Dalam beberapa tahun terakhir, isu LGBT terus menjadi salah satu topik yang memunculkan perbedaan pandangan di ruang publik. Sebagian melihatnya dari hak individu, sementara sebagian lainnya melihatnya dari agama, budaya, dan kepentingan sosial yang lebih luas.
Dalam konteks Indonesia, pembahasan mengenai LGBT tidak dapat dilepaskan dari tiga landasan utama, yaitu nash agama, regulasi negara, dan maslahat umum.
Indonesia adalah bangsa yang dibangun di atas fondasi Ketuhanan Yang Maha Esa. Para pendiri bangsa tidak memilih model negara sekuler yang memisahkan agama dari kehidupan publik.
Sebaliknya, agama ditempatkan sebagai sumber nilai yang membimbing kehidupan berbangsa dan bernegara.
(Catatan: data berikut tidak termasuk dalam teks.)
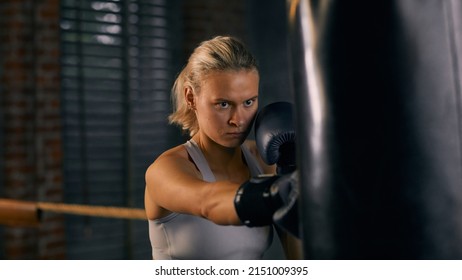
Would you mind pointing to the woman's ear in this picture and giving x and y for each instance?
(190, 98)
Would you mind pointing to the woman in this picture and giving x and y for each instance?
(190, 188)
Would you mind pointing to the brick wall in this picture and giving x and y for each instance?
(32, 156)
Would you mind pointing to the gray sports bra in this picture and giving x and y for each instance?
(188, 237)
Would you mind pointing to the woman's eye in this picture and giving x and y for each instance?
(223, 105)
(248, 103)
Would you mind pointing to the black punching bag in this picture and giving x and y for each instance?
(379, 123)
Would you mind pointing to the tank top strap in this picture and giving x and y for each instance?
(199, 160)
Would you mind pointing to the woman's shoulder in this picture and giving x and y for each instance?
(171, 157)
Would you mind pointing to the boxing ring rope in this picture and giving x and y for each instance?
(27, 213)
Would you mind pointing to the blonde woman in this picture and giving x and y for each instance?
(191, 188)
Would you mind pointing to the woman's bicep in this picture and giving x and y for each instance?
(175, 185)
(172, 185)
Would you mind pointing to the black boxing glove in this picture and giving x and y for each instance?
(260, 198)
(254, 203)
(275, 136)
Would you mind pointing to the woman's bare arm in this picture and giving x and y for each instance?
(173, 183)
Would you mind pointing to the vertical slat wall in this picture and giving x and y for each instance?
(119, 59)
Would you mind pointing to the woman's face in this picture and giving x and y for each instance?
(226, 106)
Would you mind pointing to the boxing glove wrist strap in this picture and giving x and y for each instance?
(253, 202)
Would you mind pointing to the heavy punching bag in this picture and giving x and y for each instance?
(379, 125)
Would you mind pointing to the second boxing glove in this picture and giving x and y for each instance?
(275, 136)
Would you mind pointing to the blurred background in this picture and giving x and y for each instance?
(84, 97)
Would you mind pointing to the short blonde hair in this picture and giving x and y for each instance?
(218, 54)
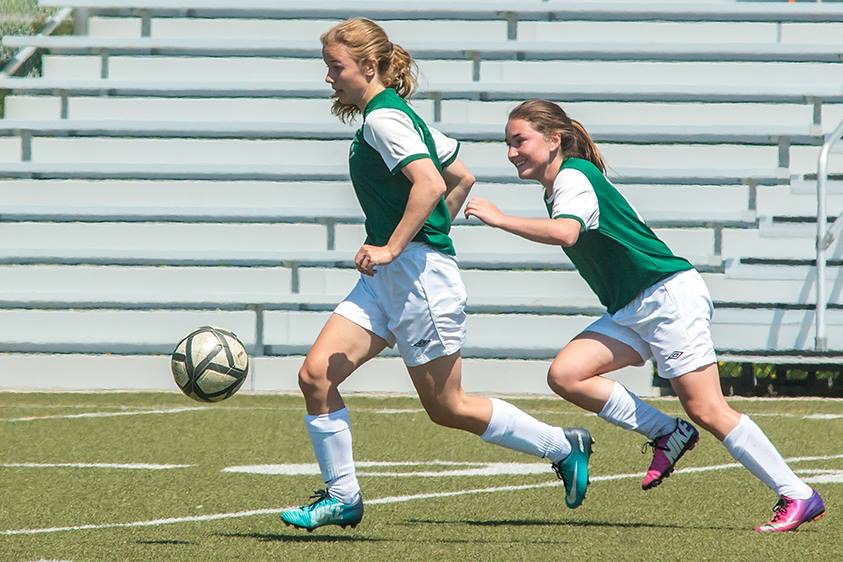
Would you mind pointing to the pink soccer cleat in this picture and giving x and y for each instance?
(789, 514)
(668, 449)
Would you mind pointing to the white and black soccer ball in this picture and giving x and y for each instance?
(210, 364)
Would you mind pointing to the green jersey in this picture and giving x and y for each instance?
(392, 136)
(616, 253)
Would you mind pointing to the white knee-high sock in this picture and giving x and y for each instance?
(750, 447)
(514, 429)
(330, 435)
(626, 410)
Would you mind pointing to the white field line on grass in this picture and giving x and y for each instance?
(139, 410)
(378, 501)
(130, 466)
(106, 414)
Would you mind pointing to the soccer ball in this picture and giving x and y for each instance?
(210, 364)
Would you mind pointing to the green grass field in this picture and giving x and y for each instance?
(418, 510)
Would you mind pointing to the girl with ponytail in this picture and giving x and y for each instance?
(657, 307)
(410, 185)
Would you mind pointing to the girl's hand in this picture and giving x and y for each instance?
(485, 211)
(369, 256)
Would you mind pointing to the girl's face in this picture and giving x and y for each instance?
(348, 78)
(530, 151)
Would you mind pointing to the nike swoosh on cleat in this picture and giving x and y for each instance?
(572, 493)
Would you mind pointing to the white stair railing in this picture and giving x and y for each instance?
(825, 236)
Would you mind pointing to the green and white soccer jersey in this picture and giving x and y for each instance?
(616, 253)
(392, 136)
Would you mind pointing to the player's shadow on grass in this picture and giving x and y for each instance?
(165, 541)
(301, 537)
(585, 523)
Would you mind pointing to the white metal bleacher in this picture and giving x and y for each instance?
(130, 211)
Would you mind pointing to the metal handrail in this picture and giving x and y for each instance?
(825, 237)
(23, 55)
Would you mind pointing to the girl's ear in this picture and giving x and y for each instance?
(555, 140)
(369, 69)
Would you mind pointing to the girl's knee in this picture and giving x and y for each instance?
(707, 415)
(312, 379)
(562, 380)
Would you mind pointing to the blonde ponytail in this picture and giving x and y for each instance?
(366, 40)
(548, 118)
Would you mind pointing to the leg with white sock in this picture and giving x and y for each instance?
(514, 429)
(625, 409)
(701, 396)
(574, 375)
(439, 385)
(751, 447)
(330, 435)
(501, 423)
(340, 349)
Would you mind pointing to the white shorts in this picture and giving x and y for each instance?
(417, 301)
(669, 321)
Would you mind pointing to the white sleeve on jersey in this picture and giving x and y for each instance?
(573, 196)
(392, 134)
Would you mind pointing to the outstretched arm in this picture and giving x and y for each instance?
(458, 181)
(559, 232)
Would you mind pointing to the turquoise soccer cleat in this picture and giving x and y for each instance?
(573, 469)
(326, 510)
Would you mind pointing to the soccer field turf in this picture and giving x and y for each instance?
(143, 477)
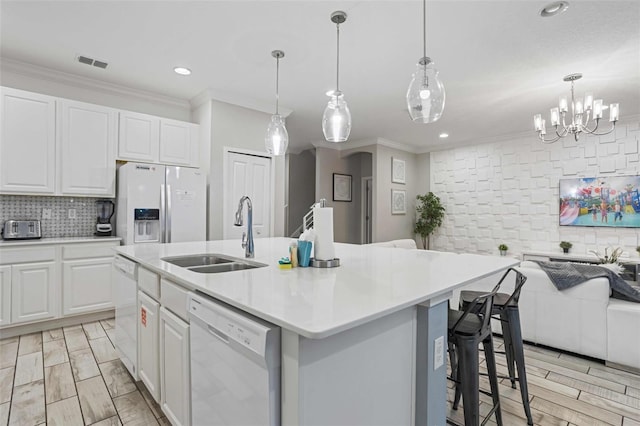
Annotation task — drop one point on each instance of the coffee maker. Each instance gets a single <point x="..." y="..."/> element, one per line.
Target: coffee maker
<point x="104" y="209"/>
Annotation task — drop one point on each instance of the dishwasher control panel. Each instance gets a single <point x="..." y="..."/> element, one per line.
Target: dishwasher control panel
<point x="226" y="323"/>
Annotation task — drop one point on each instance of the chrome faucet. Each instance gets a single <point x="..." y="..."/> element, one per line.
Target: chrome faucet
<point x="247" y="237"/>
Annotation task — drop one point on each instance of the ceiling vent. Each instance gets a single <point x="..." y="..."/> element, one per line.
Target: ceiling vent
<point x="90" y="61"/>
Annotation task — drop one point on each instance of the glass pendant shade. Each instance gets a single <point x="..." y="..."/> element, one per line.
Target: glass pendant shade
<point x="277" y="138"/>
<point x="336" y="120"/>
<point x="426" y="95"/>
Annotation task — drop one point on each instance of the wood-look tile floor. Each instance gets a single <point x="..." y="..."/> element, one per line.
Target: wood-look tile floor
<point x="564" y="390"/>
<point x="71" y="376"/>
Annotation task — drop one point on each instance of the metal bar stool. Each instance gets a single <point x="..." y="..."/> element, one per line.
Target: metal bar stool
<point x="466" y="330"/>
<point x="505" y="308"/>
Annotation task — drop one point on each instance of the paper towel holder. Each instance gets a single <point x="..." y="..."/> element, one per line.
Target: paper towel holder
<point x="331" y="263"/>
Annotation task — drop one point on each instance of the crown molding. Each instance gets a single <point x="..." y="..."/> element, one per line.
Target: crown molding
<point x="629" y="119"/>
<point x="56" y="76"/>
<point x="234" y="99"/>
<point x="360" y="143"/>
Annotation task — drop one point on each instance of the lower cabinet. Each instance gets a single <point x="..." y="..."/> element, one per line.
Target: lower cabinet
<point x="148" y="324"/>
<point x="5" y="295"/>
<point x="87" y="285"/>
<point x="32" y="291"/>
<point x="175" y="374"/>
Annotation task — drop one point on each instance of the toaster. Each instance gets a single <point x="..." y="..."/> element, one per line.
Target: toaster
<point x="21" y="230"/>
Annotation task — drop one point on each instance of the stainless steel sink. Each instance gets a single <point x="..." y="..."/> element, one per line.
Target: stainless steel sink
<point x="199" y="260"/>
<point x="212" y="263"/>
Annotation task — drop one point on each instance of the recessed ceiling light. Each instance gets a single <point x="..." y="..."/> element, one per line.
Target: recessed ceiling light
<point x="182" y="71"/>
<point x="555" y="8"/>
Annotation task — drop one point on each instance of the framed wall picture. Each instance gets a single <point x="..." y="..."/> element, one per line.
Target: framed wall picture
<point x="398" y="171"/>
<point x="341" y="187"/>
<point x="398" y="201"/>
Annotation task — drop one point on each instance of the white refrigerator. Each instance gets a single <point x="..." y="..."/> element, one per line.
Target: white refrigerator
<point x="160" y="204"/>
Karena itu, ketika muncul suatu fenomena sosial yang berkaitan dengan moralitas dan perilaku manusia, pandangan agama menjadi salah satu rujukan penting dalam penyusunan sikap publik.
Dalam Islam, pembahasan mengenai hubungan sesama jenis telah dijelaskan secara tegas melalui kisah Nabi Luth AS. Al-Qur’an mengabadikan dialog Nabi Luth dengan kaumnya yang melakukan perilaku homoseksual.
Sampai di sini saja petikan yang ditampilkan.